Dietro la struttura del sistema c’è un dato che pesa come un macigno: i numeri. Nel decreto si parla di Iva non dichiarata per 1.777.976 euro nel 2023 e di 3.962.585 euro nel 2024, per un totale di quasi 6 milioni di euro di imposta occultata attraverso vendite in nero mascherate da operazioni in reverse charge.
Il precedente sequestro, confermato dal Tribunale del Riesame, ha colpito beni per 5.740.561 euro, tra denaro, immobili e asset nella disponibilità della società e dello stesso Napolitano. Un valore ritenuto direttamente collegato ai proventi del reato.
Secondo la Guardia di Finanza, la società applicava sconti equivalenti all’Iva solo in caso di pagamento in contanti, evitando così qualsiasi tracciabilità.
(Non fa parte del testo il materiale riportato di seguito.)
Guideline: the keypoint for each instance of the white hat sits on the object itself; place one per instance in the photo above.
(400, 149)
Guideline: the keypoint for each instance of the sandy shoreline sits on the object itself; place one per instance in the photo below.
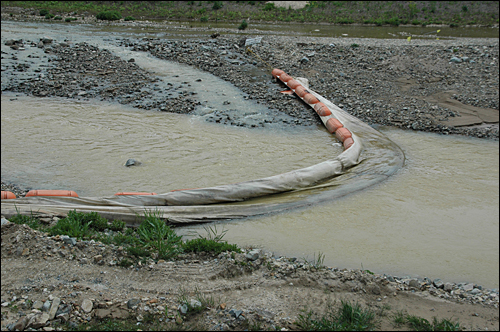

Le vendite, registrate tramite semplici “bollette” prive di valore fiscale, consentivano di mantenere una contabilità formalmente coerente, mentre il volume d’affari reale restava fuori dalle dichiarazioni.
Il giudice sottolinea che non si tratta di una semplice omissione di fatturazione, ma di un meccanismo fraudolento strutturato, con crediti fittizi, operazioni simulate e flussi di merce sottratti al circuito fiscale. Un’evasione che non è episodica, ma sistemica, costruita per generare milioni di euro di imposta non versata.